New York, NY
Office, Hotel, Retail, and Transit Atrium
In 2016 PAU was commissioned to study a mixed-use skyscraper just east of Grand Central Terminal that would house a great metropolitan hotel, destination office space, and much improved station infrastructure, particularly at the congested corner of Lexington Avenue and 42nd Street. A paramount objective for our design is its the relationship to two of New York’s most treasured landmarks, the Chrysler Building and the Terminal, allowing both breathing room as this key transit location intensifies.

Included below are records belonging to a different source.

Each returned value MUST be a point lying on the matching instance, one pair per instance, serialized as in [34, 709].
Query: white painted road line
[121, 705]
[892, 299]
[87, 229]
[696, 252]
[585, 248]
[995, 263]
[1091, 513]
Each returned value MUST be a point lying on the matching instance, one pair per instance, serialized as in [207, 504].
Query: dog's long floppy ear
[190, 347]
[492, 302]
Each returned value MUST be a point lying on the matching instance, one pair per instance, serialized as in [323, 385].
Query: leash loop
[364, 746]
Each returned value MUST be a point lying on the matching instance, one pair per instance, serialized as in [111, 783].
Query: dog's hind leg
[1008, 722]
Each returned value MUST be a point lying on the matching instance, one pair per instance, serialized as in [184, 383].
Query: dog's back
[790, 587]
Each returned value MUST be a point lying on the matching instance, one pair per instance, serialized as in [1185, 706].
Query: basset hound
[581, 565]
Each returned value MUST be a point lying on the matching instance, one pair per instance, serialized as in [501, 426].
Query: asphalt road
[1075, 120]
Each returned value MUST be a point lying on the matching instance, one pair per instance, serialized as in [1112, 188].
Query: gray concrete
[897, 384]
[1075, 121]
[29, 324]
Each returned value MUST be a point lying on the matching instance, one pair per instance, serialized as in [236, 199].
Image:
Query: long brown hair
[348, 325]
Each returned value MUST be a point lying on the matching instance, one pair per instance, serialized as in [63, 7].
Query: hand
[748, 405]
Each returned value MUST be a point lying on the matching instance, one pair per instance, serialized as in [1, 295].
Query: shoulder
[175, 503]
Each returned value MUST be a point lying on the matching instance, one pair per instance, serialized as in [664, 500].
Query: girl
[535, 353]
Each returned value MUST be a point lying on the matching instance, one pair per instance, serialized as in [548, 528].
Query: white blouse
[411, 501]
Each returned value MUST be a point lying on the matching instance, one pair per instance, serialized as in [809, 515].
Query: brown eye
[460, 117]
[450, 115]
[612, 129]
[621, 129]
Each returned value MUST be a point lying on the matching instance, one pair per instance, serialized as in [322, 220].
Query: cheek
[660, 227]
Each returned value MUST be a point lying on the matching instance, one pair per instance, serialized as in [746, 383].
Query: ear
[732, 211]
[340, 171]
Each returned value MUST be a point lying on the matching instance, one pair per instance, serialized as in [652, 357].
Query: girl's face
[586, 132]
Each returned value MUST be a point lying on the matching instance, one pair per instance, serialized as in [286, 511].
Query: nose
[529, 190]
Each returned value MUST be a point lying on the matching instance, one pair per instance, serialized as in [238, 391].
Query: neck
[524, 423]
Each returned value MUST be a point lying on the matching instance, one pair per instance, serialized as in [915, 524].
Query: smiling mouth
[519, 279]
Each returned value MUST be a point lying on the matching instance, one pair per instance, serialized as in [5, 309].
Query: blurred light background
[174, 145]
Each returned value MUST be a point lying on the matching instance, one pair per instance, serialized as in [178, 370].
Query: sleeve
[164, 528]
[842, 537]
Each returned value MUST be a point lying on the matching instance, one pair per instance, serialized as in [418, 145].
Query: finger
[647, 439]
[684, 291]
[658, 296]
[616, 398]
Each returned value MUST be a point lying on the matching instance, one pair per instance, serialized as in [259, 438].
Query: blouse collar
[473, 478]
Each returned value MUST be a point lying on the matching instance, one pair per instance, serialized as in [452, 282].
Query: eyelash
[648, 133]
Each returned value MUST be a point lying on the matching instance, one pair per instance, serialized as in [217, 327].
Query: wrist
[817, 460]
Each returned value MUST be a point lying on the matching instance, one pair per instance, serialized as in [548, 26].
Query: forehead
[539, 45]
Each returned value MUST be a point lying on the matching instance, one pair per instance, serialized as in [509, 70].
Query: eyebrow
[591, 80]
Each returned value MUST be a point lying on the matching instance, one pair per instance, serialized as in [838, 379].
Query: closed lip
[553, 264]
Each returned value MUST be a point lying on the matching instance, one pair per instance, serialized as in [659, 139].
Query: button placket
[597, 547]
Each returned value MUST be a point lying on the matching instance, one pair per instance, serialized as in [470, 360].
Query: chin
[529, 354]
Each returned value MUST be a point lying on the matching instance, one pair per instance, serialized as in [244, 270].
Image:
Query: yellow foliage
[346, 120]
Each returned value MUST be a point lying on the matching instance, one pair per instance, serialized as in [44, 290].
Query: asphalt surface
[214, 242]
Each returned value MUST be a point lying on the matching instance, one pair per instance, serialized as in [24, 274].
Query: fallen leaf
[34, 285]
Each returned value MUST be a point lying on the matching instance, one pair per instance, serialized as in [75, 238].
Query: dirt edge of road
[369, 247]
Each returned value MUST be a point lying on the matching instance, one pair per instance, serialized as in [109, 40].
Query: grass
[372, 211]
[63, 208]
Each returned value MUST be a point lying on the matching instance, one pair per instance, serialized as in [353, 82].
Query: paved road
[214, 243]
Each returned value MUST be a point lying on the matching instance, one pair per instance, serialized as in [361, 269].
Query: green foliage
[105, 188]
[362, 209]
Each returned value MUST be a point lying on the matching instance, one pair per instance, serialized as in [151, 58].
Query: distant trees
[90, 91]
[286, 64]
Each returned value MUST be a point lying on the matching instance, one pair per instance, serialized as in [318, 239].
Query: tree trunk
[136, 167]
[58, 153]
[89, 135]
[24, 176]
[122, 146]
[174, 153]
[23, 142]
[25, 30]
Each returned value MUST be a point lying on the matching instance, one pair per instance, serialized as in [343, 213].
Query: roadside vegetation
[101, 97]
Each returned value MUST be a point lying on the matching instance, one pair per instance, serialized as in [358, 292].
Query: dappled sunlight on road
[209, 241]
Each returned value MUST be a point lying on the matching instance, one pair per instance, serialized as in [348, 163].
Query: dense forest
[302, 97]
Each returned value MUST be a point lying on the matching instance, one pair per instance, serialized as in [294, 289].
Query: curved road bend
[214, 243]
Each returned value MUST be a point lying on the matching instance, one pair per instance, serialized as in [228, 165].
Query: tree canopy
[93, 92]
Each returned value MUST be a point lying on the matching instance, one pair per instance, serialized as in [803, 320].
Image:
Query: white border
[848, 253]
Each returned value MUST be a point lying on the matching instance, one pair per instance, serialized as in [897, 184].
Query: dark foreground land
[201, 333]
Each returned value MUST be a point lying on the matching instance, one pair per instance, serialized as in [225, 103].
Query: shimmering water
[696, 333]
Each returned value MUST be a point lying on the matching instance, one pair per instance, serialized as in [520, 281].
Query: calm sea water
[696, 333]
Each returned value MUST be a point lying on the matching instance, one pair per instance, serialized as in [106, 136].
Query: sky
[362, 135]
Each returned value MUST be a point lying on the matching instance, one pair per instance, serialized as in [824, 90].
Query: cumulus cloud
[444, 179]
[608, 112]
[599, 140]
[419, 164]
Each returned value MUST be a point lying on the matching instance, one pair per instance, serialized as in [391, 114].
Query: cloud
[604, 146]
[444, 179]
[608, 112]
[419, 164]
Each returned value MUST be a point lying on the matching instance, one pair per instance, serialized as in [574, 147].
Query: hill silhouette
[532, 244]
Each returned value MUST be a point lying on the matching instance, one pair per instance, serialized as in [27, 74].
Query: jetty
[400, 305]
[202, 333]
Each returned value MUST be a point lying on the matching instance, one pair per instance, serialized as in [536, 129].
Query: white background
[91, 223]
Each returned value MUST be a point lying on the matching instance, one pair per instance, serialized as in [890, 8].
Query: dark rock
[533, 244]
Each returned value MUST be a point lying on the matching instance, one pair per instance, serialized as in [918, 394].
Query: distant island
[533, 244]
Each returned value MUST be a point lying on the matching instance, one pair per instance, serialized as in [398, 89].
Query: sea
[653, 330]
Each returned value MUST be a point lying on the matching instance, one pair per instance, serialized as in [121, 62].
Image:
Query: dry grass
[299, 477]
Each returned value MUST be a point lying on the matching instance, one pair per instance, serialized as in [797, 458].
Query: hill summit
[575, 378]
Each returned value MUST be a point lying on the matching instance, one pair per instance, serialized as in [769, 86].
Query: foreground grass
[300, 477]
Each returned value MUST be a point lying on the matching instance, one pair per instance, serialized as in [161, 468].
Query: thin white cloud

At a crossroads for Gotham, the site is anchored by the public potentials of the great metropolitan hotel. Such a hotel is a city within a city—it stands as both a mirror of and a window into the bustling metropolis it helps define. It is not a boutique hotel, tucked away on a side street. It is not a super-luxury brand, perched exclusively in the sky. It should be near the ground, energizing the adjacent station, streets and sidewalks.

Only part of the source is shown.